Heavy smoke fills the Twin Cities due to northern wildfires

- You could see it. You could smell it. You could even taste it. Smoke, sometimes quite thick, entered the skies of the Twin Cities over the weekend. 

The thickest smoke emerged between Friday night and Saturday morning, and cast a brown haze over the metro area. Some residents called 911, suspecting a nearby fire. The culprit was a Minnesota wildfire, burning in the Paul Bunyan Forest south of Bemidji. The smoke triggered the Minnesota Pollution Control Agency to issue a “health alert” that remained in effect until Saturday evening.

More haze arrived on Sunday, but stayed higher in the atmosphere, reducing health risks. However, this time, wildfires in Canada were the source.

The last two years included some of the worst days of air quality in a decade. On July 6, 2015, Canadian wildfires caused similar air quality conditions.

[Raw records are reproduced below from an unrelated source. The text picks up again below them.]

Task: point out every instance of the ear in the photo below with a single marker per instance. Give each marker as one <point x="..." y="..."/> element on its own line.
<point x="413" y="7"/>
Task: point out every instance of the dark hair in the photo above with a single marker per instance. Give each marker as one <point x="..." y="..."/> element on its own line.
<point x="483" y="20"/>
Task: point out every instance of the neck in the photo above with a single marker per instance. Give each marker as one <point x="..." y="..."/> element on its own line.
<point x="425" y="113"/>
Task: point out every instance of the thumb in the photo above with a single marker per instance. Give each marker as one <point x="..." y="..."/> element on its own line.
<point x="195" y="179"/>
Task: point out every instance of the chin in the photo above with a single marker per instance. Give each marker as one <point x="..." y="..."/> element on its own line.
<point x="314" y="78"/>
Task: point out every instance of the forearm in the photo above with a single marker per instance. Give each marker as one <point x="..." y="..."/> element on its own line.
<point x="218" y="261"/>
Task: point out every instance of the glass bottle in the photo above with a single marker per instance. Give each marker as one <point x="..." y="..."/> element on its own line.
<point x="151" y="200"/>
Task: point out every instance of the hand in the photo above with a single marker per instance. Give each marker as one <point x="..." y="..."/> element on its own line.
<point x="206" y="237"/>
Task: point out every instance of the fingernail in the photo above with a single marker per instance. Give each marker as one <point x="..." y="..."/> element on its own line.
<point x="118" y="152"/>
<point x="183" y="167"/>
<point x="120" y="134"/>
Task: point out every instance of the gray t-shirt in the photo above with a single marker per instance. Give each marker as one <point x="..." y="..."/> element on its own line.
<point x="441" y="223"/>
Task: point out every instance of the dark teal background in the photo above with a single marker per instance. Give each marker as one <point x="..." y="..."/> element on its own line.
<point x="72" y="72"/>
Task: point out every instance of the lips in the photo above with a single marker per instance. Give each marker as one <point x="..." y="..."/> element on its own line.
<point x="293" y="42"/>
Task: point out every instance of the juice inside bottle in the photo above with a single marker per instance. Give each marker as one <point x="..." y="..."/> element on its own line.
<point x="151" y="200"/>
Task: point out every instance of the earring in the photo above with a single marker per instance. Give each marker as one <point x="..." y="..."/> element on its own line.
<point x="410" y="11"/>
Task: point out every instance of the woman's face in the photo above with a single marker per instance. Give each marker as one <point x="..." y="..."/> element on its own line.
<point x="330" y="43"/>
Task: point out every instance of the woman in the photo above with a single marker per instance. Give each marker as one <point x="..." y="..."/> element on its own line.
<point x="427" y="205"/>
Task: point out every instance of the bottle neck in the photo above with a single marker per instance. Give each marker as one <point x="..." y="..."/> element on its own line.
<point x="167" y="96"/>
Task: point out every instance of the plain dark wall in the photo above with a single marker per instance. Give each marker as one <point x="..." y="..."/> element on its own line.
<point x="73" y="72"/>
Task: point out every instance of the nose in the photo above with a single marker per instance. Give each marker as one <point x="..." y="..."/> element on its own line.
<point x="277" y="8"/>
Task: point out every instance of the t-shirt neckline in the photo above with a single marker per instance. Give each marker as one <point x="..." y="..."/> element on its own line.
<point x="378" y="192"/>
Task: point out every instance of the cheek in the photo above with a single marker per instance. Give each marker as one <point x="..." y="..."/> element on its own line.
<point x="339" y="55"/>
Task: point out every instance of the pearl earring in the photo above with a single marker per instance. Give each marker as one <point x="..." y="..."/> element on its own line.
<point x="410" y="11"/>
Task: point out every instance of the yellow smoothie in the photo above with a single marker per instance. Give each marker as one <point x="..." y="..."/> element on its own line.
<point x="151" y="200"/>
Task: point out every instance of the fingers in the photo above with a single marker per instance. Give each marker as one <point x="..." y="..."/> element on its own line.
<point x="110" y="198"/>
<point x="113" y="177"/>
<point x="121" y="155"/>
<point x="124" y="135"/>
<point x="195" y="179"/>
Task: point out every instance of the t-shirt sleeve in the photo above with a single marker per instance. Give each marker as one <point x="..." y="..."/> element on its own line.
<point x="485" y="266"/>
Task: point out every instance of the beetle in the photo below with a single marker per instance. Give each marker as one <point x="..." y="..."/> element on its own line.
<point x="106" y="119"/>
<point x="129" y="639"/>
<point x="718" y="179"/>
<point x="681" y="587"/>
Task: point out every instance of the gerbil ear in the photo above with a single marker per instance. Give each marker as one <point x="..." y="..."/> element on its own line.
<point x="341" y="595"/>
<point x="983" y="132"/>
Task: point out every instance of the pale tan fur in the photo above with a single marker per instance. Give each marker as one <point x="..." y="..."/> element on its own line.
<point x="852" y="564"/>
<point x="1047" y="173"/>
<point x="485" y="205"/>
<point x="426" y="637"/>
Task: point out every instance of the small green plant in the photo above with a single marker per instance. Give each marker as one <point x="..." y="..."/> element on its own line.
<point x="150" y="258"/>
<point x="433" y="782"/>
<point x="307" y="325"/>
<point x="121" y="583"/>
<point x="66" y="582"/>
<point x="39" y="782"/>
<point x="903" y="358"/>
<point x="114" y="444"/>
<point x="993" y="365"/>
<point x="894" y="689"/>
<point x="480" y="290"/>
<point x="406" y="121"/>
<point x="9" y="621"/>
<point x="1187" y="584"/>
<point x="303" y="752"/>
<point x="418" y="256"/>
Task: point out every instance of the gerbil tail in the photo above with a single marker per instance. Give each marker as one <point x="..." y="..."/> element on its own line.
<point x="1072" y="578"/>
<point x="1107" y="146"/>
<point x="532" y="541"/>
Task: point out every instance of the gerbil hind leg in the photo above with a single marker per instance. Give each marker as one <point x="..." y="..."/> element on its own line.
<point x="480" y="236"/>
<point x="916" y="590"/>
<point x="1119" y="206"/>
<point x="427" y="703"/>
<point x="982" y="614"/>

“That’s two times in the last two years we’ve had some of the highest readings recorded by the [Minnesota Pollution Control Agency]. It’s concerning because the Canadian wildfire season is occurring, and is probably going to keep going for another month or two,” Daniel Dix, a meteorologist at the Minnesota Pollution Control Agency, told Fox 9.

Despite some downpours, the lack of steady, regular rain, led to the dry conditions, according to Ian Leonard, chief meteorologist for Fox 9. And the risk of more wildfires remains.

A fire in the Iron Range, called the Skibo Fire, has already charred 1,000 acres, and is only 12-percent contained. Currently, the smoke is staying north of the metro area.